Justiça anula decisão que obrigava Prefeitura a trocar nomes de ruas ligados à ditadura
Ação do Instituto Vladimir Herzog buscava acelerar Programa Ruas de Memória, que prevê mudança gradual de endereços que celebram violadores de direitos humanos

O Tribunal de Justiça do Estado de São Paulo (TJ-SP) revogou, nesta terça-feira (23), a decisão que obrigava a Prefeitura de São Paulo a apresentar um cronograma para a alteração do nome de onze logradouros públicos que homenageiam agentes e símbolos da ditadura militar.
A medida anulada havia sido determinada após ação movida pelo Instituto Vladimir Herzog e pela Defensoria Pública da União, que acusavam o município de omissão na implementação do Programa Ruas de Memória. Criado em 2016, o programa prevê a substituição gradual de nomes de ruas que remetem a pessoas ou datas associadas a violações de direitos humanos.
No acórdão, relatado pelo desembargador Fausto José Martins Seabra, a 7ª Câmara de Direito Público do TJ-SP entendeu que impor prazos à prefeitura configuraria ingerência indevida do Judiciário sobre competências próprias do Executivo e do Legislativo.
Segundo o relator, a alteração dos nomes deve ser conduzida de forma participativa, com ações de mobilização comunitária e diálogo com a população, conforme previsto no decreto que instituiu o programa.
A decisão também destacou que a Câmara Municipal de São Paulo já vem debatendo o tema por meio de projetos de lei, como o PL nº 896/2024, do vereador Toninho Vespoli, que trata da renomeação de ruas ligadas ao regime militar, e o PL nº 857/2024, que propõe a mudança do nome da Avenida Presidente Castelo Branco. Para os desembargadores, a tramitação desses projetos demonstra que não há omissão do poder público.
Apesar do reconhecimento da legitimidade do Instituto Vladimir Herzog e da Defensoria Pública da União para propor a ação, os magistrados concluíram que cabe ao município definir os critérios e o ritmo das mudanças, respeitando o princípio da separação dos poderes.

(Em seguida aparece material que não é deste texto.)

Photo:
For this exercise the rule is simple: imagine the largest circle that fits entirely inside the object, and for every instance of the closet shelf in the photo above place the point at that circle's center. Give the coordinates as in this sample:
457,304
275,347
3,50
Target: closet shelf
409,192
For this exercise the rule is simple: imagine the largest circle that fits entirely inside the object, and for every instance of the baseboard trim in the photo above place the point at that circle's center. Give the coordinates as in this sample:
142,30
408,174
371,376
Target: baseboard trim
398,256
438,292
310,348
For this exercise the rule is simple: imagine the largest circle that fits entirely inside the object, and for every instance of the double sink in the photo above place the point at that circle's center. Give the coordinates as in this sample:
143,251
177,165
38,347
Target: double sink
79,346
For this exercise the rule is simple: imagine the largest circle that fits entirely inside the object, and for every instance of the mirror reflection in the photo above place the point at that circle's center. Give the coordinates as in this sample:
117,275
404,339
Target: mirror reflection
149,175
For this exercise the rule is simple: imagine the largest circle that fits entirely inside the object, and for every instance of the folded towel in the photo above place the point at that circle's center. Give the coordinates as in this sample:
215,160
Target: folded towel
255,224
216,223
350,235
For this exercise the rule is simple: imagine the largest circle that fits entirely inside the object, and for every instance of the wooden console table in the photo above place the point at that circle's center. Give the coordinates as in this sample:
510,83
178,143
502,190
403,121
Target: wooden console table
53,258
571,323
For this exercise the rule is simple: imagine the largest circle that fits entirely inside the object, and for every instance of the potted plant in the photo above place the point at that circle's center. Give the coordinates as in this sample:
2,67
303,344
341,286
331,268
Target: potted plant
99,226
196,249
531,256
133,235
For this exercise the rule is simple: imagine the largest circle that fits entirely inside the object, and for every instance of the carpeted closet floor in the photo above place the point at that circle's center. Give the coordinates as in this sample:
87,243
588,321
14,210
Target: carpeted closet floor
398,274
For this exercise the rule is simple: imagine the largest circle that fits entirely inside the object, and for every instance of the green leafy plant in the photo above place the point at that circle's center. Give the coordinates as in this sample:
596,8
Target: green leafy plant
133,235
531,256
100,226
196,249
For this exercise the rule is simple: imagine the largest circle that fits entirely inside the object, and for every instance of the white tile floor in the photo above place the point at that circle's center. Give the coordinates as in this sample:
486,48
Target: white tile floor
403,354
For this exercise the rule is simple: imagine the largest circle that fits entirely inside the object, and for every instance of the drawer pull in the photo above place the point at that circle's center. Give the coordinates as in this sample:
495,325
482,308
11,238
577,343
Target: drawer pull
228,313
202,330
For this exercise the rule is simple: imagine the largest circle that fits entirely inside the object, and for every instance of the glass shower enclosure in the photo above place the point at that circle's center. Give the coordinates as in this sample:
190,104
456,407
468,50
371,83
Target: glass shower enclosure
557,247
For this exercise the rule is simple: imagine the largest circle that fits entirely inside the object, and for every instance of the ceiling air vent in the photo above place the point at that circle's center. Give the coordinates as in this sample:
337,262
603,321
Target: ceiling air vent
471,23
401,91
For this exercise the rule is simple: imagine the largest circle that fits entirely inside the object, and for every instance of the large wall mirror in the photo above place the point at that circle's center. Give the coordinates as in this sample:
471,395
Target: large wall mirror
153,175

Em nota, o Instituto Vladimir Herzog lamentou a decisão do TJ. “Entendemos que a permanência dessas homenagens constitui afronta à memória democrática do país e mantém viva, em nossos espaços coletivos, a exaltação de um regime responsável por graves violações de direitos humanos”, afirmou a organização.
O Instituto também declarou que entrará com recurso na Justiça.
Veja os endereços que teriam os nomes alterados:
- Crematório Municipal de Vila Alpina (Dr. Jayme Augusto Lopes) – por homenagear o diretor do Serviço Funerário do município de São Paulo que dá nome ao crematório, “pessoa controversa porque viajou à Europa para estudar sistemas de cremação em momento coincidente com o auge das práticas de desaparecimento forçado”, segundo a ação;
- Clube da Comunidade Caveirinha (Zona Sul) – Homenageia um general chefe do CIE (Centro de Informações do Exército) entre 1969 e 1974, que liderou a Operação Marajoara da qual resultou no extermínio da Guerrilha do Araguaia;
- Avenida Presidente Castelo Branco (Zona Norte/Centro) – Primeiro presidente da República após o golpe militar;
- Ponte das Bandeiras Senador Romeu Tuma (Zona Norte/Centro) – Ex-diretor do DOPS (Departamento de Ordem Política e Social), órgão da repressão política durante a ditadura;
- Rua Alberi Vieira dos Santos (Zona Norte) – Colaborador do CIE, envolvido no massacre do Parque Nacional do Iguaçu e na armação de emboscadas e chacinas de resistentes, detenções ilegais, execuções, desaparecimento forçado de pessoas e ocultação de cadáveres;
- Rua Dr. Mario Santalucia (Zona Norte) – Médico-legista envolvido em laudos necroscópicos fraudulentos durante a ditadura;
- Praça Augusto Rademaker Grunewald (Zona Sul) – Vice-presidente entre 1969 e 1974, período mais repressivo do regime;
- Rua Délio Jardim de Matos (Zona Sul) – Integrou o gabinete militar da Presidência da República do governo Castelo Branco e foi dos principais articuladores do golpe de 1964;
- Avenida General Enio Pimentel da Silveira (Zona Sul) – Associado ao DOI-CODI (Destacamento de Operações de Informações – Centro de Operações de Defesa Interna). Teve participação comprovada em casos de tortura, execução e desaparecimento forçado;
- Rua Dr. Octávio Gonçalves Moreira Júnior (Zona Oeste) – Delegado envolvido em torturas e ocultação de cadáveres;
- Rua 31 de Março (Zona Sul) – Data que marca o golpe de 1964.